You soon learn why the Bristol Post is slowly slipping away into the media sunset when you read that one of its lead ‘stories’ today is the news that Bristol was warmer this weekend than Greece, Cyprus and Turkey. Walking through Stoke Gifford today, I was not aware of smouldering barbecues around the village, or bikini clad beauties gathered on the village green. To avoid accusations of sexism, there were no villagers wearing speedos, either. Thank god. Was this really news?

Factually, the story was true. Bristol basked in temperatures of up to 14c today, 3c higher than Corfu and a full 8c higher than Athens, but, frankly, so what? Life still went on as usual. You couldn’t exactly put the loungers out on a waterlogged garden, in fact you couldn’t do anything different to what you did last weekend. And the sun barely came out. I’ll bet Athens, with its sizzling 6c, still felt warmer than Bristol.

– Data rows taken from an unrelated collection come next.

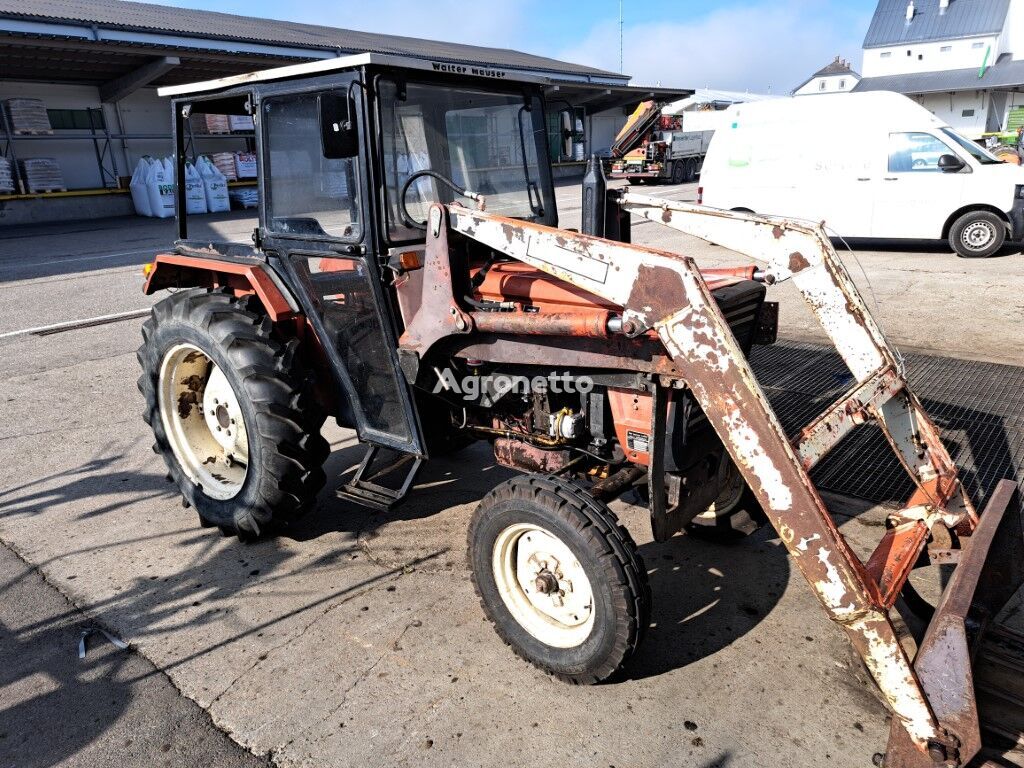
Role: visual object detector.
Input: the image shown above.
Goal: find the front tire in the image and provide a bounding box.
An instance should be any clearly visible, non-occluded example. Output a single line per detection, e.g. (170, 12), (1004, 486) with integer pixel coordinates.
(468, 476), (650, 684)
(949, 211), (1007, 259)
(137, 289), (330, 539)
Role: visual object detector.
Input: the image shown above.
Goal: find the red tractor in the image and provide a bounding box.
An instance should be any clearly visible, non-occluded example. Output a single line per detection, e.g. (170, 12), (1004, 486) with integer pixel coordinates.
(138, 54), (1024, 766)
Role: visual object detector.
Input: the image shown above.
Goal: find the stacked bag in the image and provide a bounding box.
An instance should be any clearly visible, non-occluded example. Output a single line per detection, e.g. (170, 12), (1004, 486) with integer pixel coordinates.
(17, 158), (68, 193)
(0, 158), (14, 194)
(128, 156), (231, 219)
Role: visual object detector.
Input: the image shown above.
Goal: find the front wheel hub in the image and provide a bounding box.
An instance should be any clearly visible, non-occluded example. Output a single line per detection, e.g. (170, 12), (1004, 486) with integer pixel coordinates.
(492, 523), (595, 648)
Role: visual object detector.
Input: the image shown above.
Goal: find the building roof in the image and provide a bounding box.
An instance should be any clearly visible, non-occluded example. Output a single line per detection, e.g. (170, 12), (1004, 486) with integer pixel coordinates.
(864, 0), (1010, 48)
(853, 58), (1024, 93)
(793, 56), (860, 93)
(0, 0), (629, 81)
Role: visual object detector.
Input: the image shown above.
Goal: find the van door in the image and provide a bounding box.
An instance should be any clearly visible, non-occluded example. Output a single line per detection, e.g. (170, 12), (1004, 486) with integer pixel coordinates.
(798, 129), (882, 238)
(870, 131), (966, 240)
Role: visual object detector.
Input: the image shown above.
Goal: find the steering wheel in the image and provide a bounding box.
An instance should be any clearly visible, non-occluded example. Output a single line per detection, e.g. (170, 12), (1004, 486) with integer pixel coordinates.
(398, 173), (483, 231)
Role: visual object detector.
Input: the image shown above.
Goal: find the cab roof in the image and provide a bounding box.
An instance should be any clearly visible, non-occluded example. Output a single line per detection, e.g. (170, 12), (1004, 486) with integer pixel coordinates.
(157, 53), (553, 96)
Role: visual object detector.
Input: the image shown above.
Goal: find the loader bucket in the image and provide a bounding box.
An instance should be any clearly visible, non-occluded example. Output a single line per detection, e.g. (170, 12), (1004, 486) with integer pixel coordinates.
(884, 480), (1024, 768)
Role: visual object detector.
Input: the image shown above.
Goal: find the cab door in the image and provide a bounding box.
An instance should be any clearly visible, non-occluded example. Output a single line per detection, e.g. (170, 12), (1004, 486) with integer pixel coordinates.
(259, 83), (424, 456)
(870, 131), (970, 240)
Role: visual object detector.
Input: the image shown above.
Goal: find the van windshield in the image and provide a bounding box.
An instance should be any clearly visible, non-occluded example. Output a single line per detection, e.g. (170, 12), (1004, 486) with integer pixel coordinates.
(942, 128), (1002, 165)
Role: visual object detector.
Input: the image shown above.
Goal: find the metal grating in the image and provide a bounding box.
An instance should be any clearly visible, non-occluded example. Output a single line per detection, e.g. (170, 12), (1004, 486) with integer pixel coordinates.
(751, 342), (1024, 507)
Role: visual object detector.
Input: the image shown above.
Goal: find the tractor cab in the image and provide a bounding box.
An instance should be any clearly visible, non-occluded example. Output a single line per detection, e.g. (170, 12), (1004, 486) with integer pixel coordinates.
(160, 58), (567, 462)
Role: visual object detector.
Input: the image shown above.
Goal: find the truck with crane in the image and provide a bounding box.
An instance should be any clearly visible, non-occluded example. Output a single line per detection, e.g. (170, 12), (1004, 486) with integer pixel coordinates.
(610, 101), (718, 184)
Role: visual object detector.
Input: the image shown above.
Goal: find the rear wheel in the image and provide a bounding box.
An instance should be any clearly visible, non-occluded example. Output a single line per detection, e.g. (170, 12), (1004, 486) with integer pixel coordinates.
(138, 289), (330, 539)
(949, 211), (1007, 259)
(684, 158), (697, 183)
(672, 160), (686, 184)
(468, 476), (650, 684)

This is what we…ahem…serious writers refer to as ‘crap journalism’. Not that the Bristol Post journalists are crap, far from it, but this is a non story concocted purely to fill space. The person who wrote this not particularly fascinating meteorological masterpiece is just waiting for a cold spell when Bristol will be colder than Greenland or, when it’s dry, drier than the Sahara desert. He’ll be logged into some weather forecasting site or other. “Hey Mike”, the junior hack will say to the editor. “It’s only wetter than the rain forest in Bristol today!” Mike will be sitting on the edge of the hack’s desk and will look up, in the style of Washington Post editor Ben Bradlee, and announce, “Run that baby!” And there’s tomorrow’s big news. It’s warmer than Greece. Not exactly Watergate, is it, Mike?

Unfortunately, it won’t be warmer than Greece when it really matters, like in the spring, summer and autumn and somehow I doubt that the Post will be telling us that it’s a mere 20c warmer in Greece than it is in Bristol. After all, that’s not news, is it?